A blog is now characterised by not only letting non-techie authors post articles but also allowing anyone to post a comment at the foot of the article too. The blog, therefore, allows for a two-way communication between a business and its audience. The blog has a very loose structure in the sense that the only thing that stitches the blog posts together is the timeline upon which they sit. So what makes a blog is its timeliness and responsiveness - the posts provoke discussion and bloggers become part of an evolving debate or merely observe it. It's OK for a blog to be wrong; it's OK for the blog to be non-stuffy and non-corporate; and it's OK to be corrected by the audience - if the author gets something wrong then a simple author's comment correcting a previous statement is all that's required; what matters is the shared opportunity to openly communicate. A blog is a freer, more open channel of communication - more importantly a two way channel of communication. The point of running a blog is not to broadcast but to engage.

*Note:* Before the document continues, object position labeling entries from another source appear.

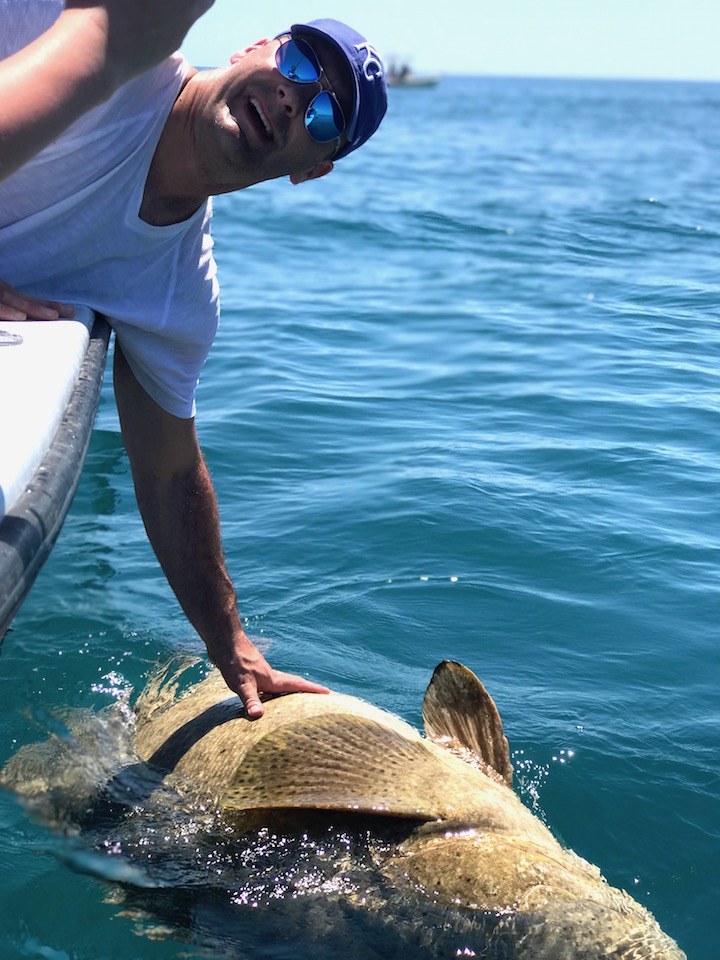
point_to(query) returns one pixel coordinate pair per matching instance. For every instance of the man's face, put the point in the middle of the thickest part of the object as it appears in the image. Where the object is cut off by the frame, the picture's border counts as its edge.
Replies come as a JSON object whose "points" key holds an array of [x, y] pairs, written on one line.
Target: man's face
{"points": [[248, 121]]}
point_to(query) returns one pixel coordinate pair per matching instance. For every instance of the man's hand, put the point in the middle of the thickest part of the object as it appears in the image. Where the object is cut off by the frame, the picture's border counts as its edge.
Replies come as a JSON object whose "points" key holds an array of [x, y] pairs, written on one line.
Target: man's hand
{"points": [[19, 306], [248, 674]]}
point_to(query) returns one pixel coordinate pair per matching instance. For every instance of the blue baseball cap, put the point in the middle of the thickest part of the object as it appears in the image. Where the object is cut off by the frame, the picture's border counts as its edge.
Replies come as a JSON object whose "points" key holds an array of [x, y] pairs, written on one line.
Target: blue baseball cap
{"points": [[368, 73]]}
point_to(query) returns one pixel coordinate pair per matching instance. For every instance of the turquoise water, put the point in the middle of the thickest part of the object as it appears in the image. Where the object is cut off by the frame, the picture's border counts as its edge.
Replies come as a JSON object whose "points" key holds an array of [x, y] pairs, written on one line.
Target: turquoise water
{"points": [[463, 404]]}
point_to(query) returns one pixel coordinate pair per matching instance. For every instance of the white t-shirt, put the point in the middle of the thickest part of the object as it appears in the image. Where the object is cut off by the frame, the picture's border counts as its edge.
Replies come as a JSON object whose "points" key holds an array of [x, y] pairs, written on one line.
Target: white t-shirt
{"points": [[70, 228]]}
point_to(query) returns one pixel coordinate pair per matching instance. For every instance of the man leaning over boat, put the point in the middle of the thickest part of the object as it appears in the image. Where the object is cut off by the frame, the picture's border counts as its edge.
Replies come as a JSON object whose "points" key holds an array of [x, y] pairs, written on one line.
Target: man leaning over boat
{"points": [[104, 202]]}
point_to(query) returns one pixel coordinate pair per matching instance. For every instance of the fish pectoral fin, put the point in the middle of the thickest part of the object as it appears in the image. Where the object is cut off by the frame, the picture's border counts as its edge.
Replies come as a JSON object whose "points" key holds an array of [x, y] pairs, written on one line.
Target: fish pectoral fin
{"points": [[459, 712], [340, 762]]}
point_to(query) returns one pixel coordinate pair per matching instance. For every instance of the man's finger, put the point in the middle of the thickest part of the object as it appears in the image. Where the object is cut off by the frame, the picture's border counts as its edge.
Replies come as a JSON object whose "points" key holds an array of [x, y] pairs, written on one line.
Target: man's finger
{"points": [[291, 683], [251, 701]]}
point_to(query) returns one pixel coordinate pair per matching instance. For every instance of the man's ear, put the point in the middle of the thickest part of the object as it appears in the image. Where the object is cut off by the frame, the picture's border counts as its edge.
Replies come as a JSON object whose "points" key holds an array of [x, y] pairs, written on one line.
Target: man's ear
{"points": [[241, 53], [319, 170]]}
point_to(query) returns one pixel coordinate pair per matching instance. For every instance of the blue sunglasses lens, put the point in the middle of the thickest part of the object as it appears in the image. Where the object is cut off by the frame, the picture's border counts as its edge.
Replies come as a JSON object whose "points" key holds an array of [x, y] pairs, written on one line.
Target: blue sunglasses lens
{"points": [[324, 119], [296, 61]]}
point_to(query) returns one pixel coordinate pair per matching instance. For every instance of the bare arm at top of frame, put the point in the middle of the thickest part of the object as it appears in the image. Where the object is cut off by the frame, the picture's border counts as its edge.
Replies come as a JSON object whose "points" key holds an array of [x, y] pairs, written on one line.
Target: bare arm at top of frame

So it turns out that it's not so much of a case of whether to blog or not but what to blog about. Ask yourself: just what could you write and publish that would be so engaging that your Customers would feel utterly compelled to comment upon? Your Customers don't really want to read a thinly-veiled half-arsed attempt at a sales pitch. Be controversial, be outspoken, be current, be colourful, be relevant, stay legal and be something that your Customers want to tell others about. Highlight malpractice, champion a cause, make a stand, make a genuinely special offer, share knowledge, build relationships and become commercially attractive by being known for saying and/or doing something.

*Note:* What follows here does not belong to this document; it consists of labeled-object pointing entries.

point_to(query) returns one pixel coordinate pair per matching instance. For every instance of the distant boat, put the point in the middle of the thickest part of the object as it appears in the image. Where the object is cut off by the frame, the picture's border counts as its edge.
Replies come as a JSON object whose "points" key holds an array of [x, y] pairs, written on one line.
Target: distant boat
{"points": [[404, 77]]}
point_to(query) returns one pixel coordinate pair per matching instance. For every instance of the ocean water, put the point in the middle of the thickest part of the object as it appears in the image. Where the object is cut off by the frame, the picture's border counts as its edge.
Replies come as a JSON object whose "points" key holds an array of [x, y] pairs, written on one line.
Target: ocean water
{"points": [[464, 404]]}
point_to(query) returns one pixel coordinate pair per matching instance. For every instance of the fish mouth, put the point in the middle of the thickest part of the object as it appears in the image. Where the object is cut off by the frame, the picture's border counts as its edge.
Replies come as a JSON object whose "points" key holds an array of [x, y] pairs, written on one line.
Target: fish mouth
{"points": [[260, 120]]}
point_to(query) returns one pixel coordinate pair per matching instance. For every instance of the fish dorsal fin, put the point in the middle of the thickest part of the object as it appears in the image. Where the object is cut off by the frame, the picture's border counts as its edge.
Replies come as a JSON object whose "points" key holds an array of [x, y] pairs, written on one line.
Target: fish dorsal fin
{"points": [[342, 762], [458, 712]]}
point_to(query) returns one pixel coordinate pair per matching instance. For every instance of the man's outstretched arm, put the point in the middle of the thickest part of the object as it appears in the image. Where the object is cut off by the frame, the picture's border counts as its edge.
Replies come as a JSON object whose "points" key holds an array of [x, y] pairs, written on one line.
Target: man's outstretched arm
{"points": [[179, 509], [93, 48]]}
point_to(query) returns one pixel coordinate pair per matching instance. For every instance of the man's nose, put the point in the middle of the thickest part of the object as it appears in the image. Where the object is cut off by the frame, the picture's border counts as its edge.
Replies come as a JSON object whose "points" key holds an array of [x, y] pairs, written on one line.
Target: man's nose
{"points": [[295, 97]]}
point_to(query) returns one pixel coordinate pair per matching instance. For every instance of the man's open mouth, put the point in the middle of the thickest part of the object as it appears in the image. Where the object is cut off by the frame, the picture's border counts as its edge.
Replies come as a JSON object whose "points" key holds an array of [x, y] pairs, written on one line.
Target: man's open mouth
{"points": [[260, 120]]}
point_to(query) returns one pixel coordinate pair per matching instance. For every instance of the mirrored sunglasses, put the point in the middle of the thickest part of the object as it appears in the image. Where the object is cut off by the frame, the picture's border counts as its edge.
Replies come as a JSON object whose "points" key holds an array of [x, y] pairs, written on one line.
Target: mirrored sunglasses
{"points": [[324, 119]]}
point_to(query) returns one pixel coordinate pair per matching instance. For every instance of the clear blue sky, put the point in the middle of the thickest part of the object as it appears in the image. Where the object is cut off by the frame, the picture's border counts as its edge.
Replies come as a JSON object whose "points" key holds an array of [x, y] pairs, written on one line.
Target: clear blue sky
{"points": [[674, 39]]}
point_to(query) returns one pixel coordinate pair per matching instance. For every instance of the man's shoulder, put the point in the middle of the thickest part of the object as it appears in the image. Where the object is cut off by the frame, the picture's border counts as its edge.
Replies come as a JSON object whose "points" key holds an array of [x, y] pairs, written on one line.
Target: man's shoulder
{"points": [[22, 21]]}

Last week, UK Government sought to clarify its position on whether what it termed
small-scale bloggers will be exempt from the press self-regulator that will be setup by Royal Charter in response to the findings of the Leveson Enquiry into press standards. The clarification was required as there was no real definition as to what kind of publishing activity constituted being a member of the press; it's now proposed that blogs which have a turnover of less than £2m or employ fewer than 10 staff will not be subject to new press regulation. So, a blog is now more than a piece of webserver software, it's now bigger than an online activity; a blog is now an employer:
I want to be hired by a blog.
We mockingly refer to the stereotypical right-wing letter-writer, who feels compelled to write an anonymous letter to the Editor of 'their' newspaper in reaction to an article they've just read, demanding that
something must be done!, as Disgusted, Tunbridge Wells. Well, dear would-be bloggers, it's time to get opinionated, to publish and be damned. Come on out from behind the curtain - your audience awaits you.

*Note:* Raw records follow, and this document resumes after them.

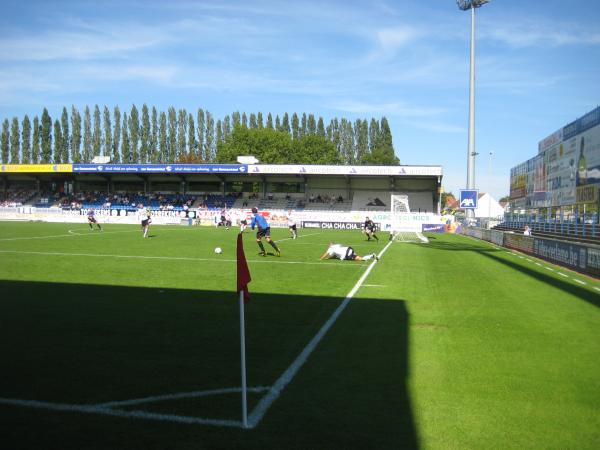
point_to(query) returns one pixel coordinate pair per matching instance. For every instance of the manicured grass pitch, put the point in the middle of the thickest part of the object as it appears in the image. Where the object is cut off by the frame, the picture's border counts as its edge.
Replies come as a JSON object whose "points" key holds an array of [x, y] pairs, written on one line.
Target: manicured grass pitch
{"points": [[453, 344]]}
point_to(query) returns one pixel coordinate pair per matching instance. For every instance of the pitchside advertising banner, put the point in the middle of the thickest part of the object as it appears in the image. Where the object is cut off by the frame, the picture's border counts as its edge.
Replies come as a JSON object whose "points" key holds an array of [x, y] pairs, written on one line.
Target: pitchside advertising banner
{"points": [[35, 168], [160, 168], [346, 170]]}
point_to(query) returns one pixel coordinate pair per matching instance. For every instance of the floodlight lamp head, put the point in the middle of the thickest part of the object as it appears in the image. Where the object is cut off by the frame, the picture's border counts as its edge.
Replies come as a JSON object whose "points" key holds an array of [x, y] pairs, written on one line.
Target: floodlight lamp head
{"points": [[469, 4]]}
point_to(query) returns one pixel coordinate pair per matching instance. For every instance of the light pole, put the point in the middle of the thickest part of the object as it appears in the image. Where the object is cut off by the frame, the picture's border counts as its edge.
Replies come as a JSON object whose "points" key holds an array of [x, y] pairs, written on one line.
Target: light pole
{"points": [[489, 191], [472, 5]]}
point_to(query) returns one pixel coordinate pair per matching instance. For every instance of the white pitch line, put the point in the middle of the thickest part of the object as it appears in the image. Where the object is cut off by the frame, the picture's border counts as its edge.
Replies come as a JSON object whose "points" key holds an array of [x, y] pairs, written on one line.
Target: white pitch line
{"points": [[177, 258], [265, 403], [168, 397], [119, 413], [301, 236]]}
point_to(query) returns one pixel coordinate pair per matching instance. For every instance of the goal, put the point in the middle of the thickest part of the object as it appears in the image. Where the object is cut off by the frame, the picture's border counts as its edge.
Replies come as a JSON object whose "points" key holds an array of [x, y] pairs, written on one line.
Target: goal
{"points": [[402, 228]]}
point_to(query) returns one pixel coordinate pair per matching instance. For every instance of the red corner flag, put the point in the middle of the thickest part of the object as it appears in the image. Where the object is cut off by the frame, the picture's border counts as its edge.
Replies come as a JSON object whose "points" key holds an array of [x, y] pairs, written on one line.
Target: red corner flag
{"points": [[243, 272]]}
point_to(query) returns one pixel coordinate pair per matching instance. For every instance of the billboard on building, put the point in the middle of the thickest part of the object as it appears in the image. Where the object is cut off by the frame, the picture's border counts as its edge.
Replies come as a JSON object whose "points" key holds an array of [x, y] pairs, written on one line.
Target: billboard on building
{"points": [[566, 170]]}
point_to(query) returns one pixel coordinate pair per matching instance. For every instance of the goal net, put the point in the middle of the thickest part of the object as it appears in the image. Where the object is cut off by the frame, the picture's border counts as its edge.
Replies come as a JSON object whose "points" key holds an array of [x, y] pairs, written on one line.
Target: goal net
{"points": [[402, 229]]}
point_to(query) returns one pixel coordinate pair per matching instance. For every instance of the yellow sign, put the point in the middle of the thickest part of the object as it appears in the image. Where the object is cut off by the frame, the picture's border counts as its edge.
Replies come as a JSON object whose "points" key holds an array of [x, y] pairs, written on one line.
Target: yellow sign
{"points": [[587, 194], [35, 168]]}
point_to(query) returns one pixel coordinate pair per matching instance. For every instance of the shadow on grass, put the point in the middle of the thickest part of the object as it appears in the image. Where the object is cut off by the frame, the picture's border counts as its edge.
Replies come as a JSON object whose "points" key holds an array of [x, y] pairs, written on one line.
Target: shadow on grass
{"points": [[499, 256], [88, 344]]}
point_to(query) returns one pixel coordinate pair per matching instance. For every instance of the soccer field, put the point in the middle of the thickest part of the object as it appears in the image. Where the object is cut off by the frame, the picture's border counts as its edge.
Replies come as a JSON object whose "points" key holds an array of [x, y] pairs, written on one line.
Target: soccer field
{"points": [[113, 341]]}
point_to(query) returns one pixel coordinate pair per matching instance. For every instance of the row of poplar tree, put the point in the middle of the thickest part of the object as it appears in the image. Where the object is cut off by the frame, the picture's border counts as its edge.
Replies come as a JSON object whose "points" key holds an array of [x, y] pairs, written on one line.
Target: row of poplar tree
{"points": [[178, 136]]}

Many interesting points there Steve, I think in particular the question of what to blog about, though the subsequent irony of blogging about what to blog about is throwing me (inception moment)!http://eliothill.co.uk
Blogs are definitely an effective outlet for content online and are inevitably an individuals account and opinion on events, experiences, interests and findings. These are generally focused around your field of work, though not necessarily – as who wants to keep reading the same formatted content?
I think the key points are ownership and engagement, long gone are the days of hiding behind a corporate veil, be clear what you write is fact or opinion, ask questions, challenge opinions, enlighten, entertain and discuss.
I've just read a wonderful piece by Zeldman about the use of the word 'blog'.
Zeldman writes:Blogging may have been a fad, a semi-comic emblem of a time, like CB Radio and disco dancing, but independent writing and publishing is not. Sharing ideas and passions on the only free medium the world has known is not a fad or joke.